We use a front attaching harness on Cody called "Walk Your Dog With Love". I really like it because each size fits a wide range. It also is easier on for us and the front attachment actually is not flush with their chest. It's on a piece of webbingthat extends. We also have the sensation harnesses which we use sometimes for the girls, but my fave is the WYDWL www.walkyourdogwithlove.com


----------



## CAROLINA MOM

I'm using the Easy Walk Harness on both of my goldens, the exact same color in fact.
It's working out great without any problems.


----------



## FlyingQuizini

If upside down works, go for it. I will add, though, that if on the "right" way, remember that there are four points that can be adjusted and adjusting each one affects how it fits everywhere else. Sometimes it's just a matter of hitting the right adjustment.


----------



## mylissyk

Take a look at this video of the Walk Your Dog with Love harness, notice how the strap interferes with the front leg, and right at end of the video when the dog stops the strap even forces the front leg to raise and stick straight out. I found that the Easy Walk Harness also does that, and I don't like the way it interferes with the front legs.

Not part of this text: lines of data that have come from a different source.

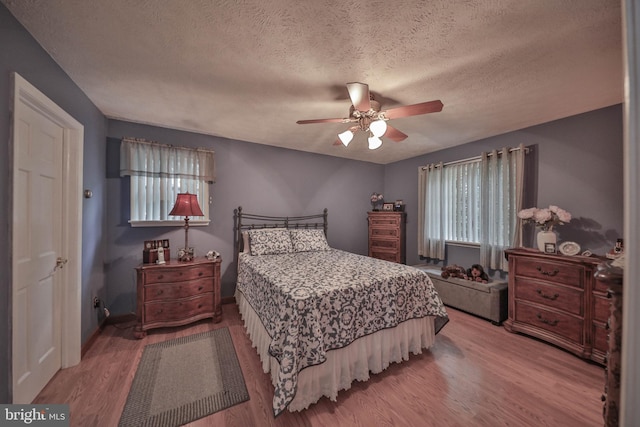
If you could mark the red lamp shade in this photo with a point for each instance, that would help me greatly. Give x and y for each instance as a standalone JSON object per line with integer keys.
{"x": 186, "y": 205}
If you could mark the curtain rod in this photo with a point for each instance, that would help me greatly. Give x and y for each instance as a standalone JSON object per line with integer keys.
{"x": 478, "y": 158}
{"x": 144, "y": 141}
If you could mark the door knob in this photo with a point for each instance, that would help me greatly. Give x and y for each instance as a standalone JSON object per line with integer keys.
{"x": 60, "y": 262}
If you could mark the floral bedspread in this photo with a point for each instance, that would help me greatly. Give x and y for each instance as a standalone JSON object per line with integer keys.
{"x": 313, "y": 302}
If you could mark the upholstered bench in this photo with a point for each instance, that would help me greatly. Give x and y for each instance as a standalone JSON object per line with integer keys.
{"x": 487, "y": 300}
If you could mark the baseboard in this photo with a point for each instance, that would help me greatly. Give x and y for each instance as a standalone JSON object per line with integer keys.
{"x": 228, "y": 300}
{"x": 111, "y": 320}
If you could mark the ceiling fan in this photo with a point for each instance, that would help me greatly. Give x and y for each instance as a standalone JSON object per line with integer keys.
{"x": 366, "y": 114}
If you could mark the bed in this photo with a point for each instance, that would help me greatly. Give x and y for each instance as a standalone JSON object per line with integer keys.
{"x": 321, "y": 318}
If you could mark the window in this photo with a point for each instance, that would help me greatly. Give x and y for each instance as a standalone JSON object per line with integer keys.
{"x": 474, "y": 201}
{"x": 158, "y": 173}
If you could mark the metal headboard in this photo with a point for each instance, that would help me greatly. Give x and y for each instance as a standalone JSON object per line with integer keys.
{"x": 245, "y": 221}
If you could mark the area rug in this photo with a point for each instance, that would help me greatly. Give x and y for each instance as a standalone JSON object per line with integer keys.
{"x": 182, "y": 380}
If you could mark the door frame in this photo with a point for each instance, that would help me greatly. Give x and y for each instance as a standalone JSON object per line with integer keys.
{"x": 27, "y": 95}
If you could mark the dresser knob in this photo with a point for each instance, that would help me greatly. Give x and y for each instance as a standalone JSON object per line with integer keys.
{"x": 548, "y": 273}
{"x": 543, "y": 295}
{"x": 547, "y": 321}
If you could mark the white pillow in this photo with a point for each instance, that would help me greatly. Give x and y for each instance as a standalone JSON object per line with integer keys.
{"x": 270, "y": 241}
{"x": 304, "y": 240}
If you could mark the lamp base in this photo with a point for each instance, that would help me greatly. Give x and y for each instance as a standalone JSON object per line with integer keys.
{"x": 186, "y": 254}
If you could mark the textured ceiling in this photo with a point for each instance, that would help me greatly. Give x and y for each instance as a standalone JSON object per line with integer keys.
{"x": 248, "y": 69}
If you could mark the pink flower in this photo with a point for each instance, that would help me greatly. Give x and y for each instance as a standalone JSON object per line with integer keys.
{"x": 545, "y": 217}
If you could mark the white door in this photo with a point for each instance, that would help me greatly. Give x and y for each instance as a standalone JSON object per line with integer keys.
{"x": 40, "y": 249}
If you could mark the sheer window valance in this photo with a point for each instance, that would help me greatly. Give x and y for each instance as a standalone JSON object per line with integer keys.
{"x": 145, "y": 158}
{"x": 158, "y": 173}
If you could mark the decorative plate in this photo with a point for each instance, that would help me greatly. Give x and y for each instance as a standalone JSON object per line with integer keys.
{"x": 569, "y": 248}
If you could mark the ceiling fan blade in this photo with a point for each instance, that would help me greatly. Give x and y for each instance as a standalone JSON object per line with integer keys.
{"x": 395, "y": 134}
{"x": 359, "y": 94}
{"x": 414, "y": 110}
{"x": 306, "y": 122}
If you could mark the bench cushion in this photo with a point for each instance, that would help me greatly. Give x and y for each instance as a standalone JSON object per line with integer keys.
{"x": 487, "y": 300}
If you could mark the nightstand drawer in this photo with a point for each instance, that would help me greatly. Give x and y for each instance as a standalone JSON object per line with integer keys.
{"x": 385, "y": 255}
{"x": 377, "y": 244}
{"x": 558, "y": 323}
{"x": 383, "y": 232}
{"x": 171, "y": 275}
{"x": 178, "y": 310}
{"x": 177, "y": 290}
{"x": 563, "y": 298}
{"x": 601, "y": 307}
{"x": 566, "y": 274}
{"x": 385, "y": 220}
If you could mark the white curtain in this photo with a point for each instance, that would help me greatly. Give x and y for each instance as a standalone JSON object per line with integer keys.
{"x": 431, "y": 241}
{"x": 501, "y": 181}
{"x": 159, "y": 172}
{"x": 461, "y": 196}
{"x": 472, "y": 201}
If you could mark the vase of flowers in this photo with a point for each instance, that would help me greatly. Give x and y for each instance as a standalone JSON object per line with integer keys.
{"x": 376, "y": 200}
{"x": 545, "y": 219}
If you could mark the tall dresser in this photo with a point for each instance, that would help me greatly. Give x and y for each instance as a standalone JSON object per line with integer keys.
{"x": 556, "y": 298}
{"x": 387, "y": 238}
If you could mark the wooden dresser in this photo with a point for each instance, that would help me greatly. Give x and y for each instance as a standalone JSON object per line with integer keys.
{"x": 613, "y": 277}
{"x": 556, "y": 298}
{"x": 177, "y": 293}
{"x": 387, "y": 236}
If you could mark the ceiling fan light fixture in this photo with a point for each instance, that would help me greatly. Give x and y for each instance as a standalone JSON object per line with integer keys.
{"x": 378, "y": 128}
{"x": 374, "y": 142}
{"x": 346, "y": 137}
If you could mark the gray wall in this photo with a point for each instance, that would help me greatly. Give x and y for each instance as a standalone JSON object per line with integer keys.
{"x": 579, "y": 168}
{"x": 22, "y": 54}
{"x": 261, "y": 179}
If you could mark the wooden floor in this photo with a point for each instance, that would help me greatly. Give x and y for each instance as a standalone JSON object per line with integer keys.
{"x": 476, "y": 374}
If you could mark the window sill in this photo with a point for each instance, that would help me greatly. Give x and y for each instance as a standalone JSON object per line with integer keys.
{"x": 462, "y": 244}
{"x": 170, "y": 223}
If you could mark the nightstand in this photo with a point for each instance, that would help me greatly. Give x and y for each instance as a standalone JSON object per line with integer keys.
{"x": 177, "y": 293}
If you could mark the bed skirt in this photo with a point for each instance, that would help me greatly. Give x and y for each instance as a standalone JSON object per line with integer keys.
{"x": 372, "y": 353}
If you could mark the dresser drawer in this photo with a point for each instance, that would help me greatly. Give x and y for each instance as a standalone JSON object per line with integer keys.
{"x": 383, "y": 232}
{"x": 567, "y": 274}
{"x": 171, "y": 275}
{"x": 377, "y": 244}
{"x": 385, "y": 220}
{"x": 601, "y": 306}
{"x": 385, "y": 255}
{"x": 561, "y": 324}
{"x": 601, "y": 338}
{"x": 563, "y": 298}
{"x": 164, "y": 291}
{"x": 177, "y": 310}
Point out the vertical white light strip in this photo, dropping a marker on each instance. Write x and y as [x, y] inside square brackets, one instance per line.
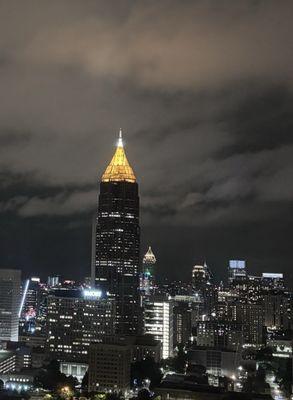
[23, 297]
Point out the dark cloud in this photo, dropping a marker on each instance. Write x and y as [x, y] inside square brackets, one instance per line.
[203, 91]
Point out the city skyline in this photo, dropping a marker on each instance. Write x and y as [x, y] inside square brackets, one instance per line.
[209, 137]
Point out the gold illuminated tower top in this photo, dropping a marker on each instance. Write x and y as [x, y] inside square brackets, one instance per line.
[119, 169]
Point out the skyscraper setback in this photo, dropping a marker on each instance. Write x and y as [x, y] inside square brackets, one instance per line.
[118, 240]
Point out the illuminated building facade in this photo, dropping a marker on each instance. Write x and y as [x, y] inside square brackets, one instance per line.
[236, 271]
[75, 319]
[202, 286]
[147, 277]
[118, 240]
[10, 303]
[158, 322]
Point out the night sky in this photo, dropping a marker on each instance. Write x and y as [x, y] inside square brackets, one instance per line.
[203, 91]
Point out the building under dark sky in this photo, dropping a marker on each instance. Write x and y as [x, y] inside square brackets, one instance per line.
[118, 239]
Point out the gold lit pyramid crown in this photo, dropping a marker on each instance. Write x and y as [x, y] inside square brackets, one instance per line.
[119, 168]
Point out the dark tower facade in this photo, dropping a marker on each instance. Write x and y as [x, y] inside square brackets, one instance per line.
[118, 240]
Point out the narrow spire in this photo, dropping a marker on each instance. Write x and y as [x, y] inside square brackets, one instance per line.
[120, 140]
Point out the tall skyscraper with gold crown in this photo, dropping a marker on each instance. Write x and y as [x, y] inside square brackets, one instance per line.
[118, 240]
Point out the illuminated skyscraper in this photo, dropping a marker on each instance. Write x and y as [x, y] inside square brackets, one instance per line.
[118, 240]
[148, 274]
[10, 304]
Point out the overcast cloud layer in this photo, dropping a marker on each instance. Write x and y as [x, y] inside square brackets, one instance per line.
[203, 92]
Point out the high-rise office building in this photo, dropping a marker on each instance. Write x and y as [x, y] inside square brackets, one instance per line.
[75, 319]
[109, 365]
[236, 270]
[158, 322]
[200, 277]
[118, 240]
[10, 303]
[147, 277]
[202, 286]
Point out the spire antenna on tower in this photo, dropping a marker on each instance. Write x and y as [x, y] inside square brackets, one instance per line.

Betty, does it fit that way on Cody?


----------



## mylissyk

jackie_hubert said:


> A couple of months ago I made a little video of how the easy-walk harness works for someone at work. I've cut it down to only the beginning as you can see how it fits on.
> 
> I think you're having a problem because it's too big. I just looked and we actually have the M/L, not the L, and the M/L is just barely small enough for him. Maybe you can return it and find the M/L? Or just use it upside down, works too.
> 
> YouTube - Cosmo Harness


You're video is private, so we can't view it.


----------



## Penny & Maggie's Mom

No, his fits great, with no interference with the front legs or rubbing. It stays taut all the time.


----------



## Bkhollan

I use the easy walk harness as well. Bella always was easy to walk. I started her off with a 5 or 6 feet leash, but eventually switched to a 16 ft retractable leash once she learned how to go on walks without pulling at all. 

I only switched to the retractable leash because I run with her and she was getting the leash under her front legs once in a while when I would slow down going up a hill. I just found it easier for me. Plus she likes to make a quick dash to the edge of the sidewalk or road to grab a few pieces of grass to eat while we run.


----------